我有大量的两元子列表,它们是名为mylist
的列表的成员:
mylist = [['AB001', 22100],
['AB001', 32935],
['XC013', 99834],
['VD126', 18884],
['AB001', 34439],
['XC013', 86701]]
我想根据子列表是否包含与第一个项目相同的字符串,将mylist
排序到新的子列表中。例如,这就是我要输出的代码:
newlist = [['AB001', 22100], ['AB001', 32935], ['AB001', 34439]],
[['XC013', 99834], ['XC013', 86701]],
[['VD126', 18884]]
以下是我尝试对此进行编码的方式:
mylist = sorted(mylist)
newlist = []
for sublist in mylist:
id = sublist[0]
if id == next.id:
newlist.append(id)
print newlist
我还试图了解itertools.groupby()
是否是解决此问题的正确工具。有人可以帮我解决这个问题吗?提前谢谢。
答案 0 :(得分:4)
请注意,您不能使用以前导零开头的十进制文字。
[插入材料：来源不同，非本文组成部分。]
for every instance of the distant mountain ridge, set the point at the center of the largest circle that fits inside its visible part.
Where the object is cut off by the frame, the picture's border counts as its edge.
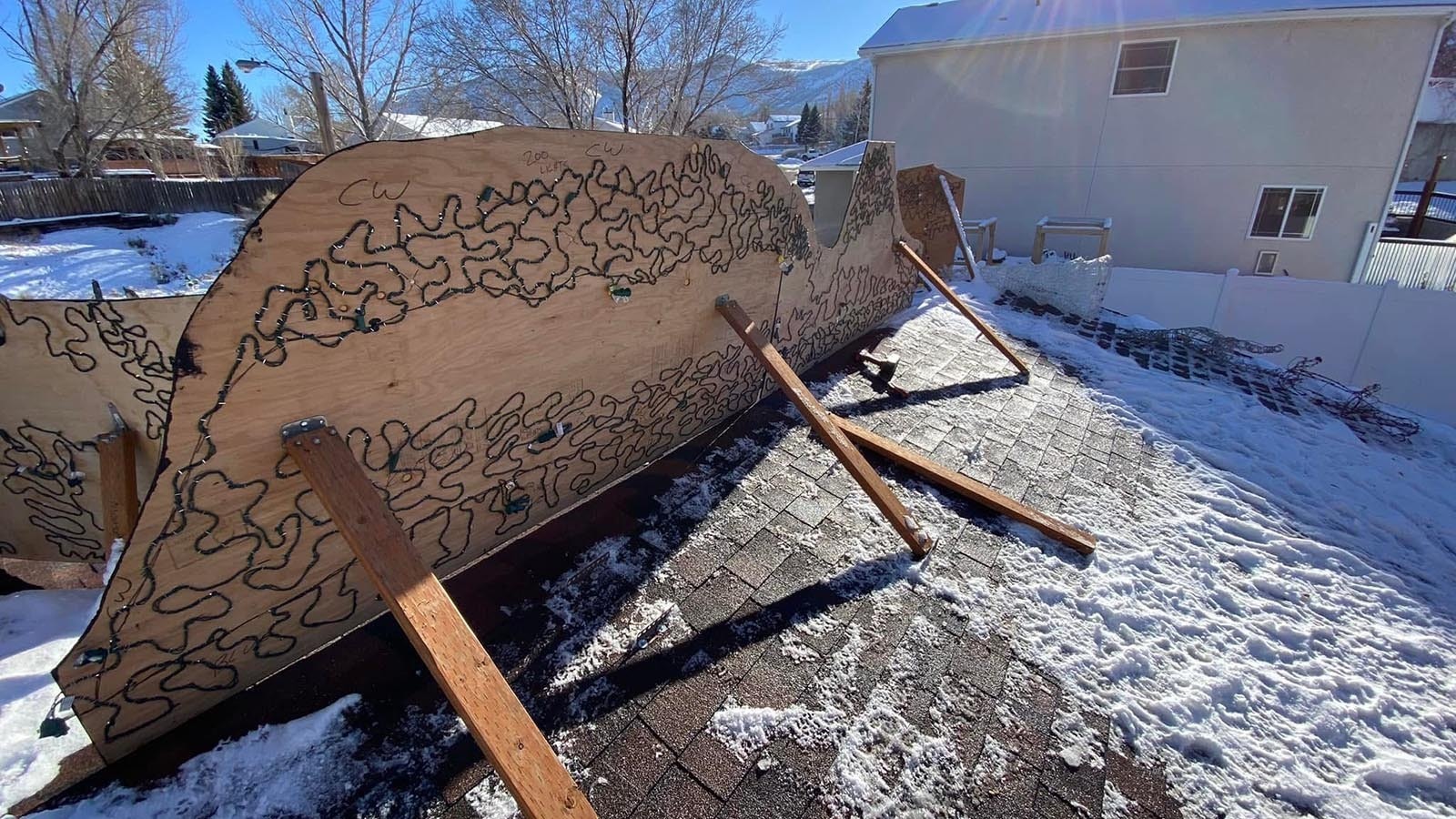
(814, 82)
我假设这实际上存储在一个变量中,因此没有前导零。
你认为这是groupby
的工作是正确的:
from itertools import groupby
from operator import itemgetter
mylist = [['AB001', 22100],
['AB001', 32935],
['XC013', 99834],
['VD126', 18884],
['AB001', 4439],
['XC013', 86701]]
print [list(value) for key, value in groupby(sorted(mylist), key=itemgetter(0))]
这将为您提供一个列表,按子列表中的第一项分组。
[[['AB001', 4439], ['AB001', 22100], ['AB001', 32935]],
[['VD126', 18884]],
[['XC013', 86701], ['XC013', 99834]]]
答案 1 :(得分:1)
有许多替代方法可以解决此问题:
def regroup_by_di(items, key=None):
result = {}
callable_key = callable(key)
for item in items:
key_value = key(item) if callable_key else item
if key_value not in result:
result[key_value] = []
result[key_value].append(item)
return result
import collections
def regroup_by_dd(items, key=None):
result = collections.defaultdict(list)
callable_key = callable(key)
for item in items:
result[key(item) if callable_key else item].append(item)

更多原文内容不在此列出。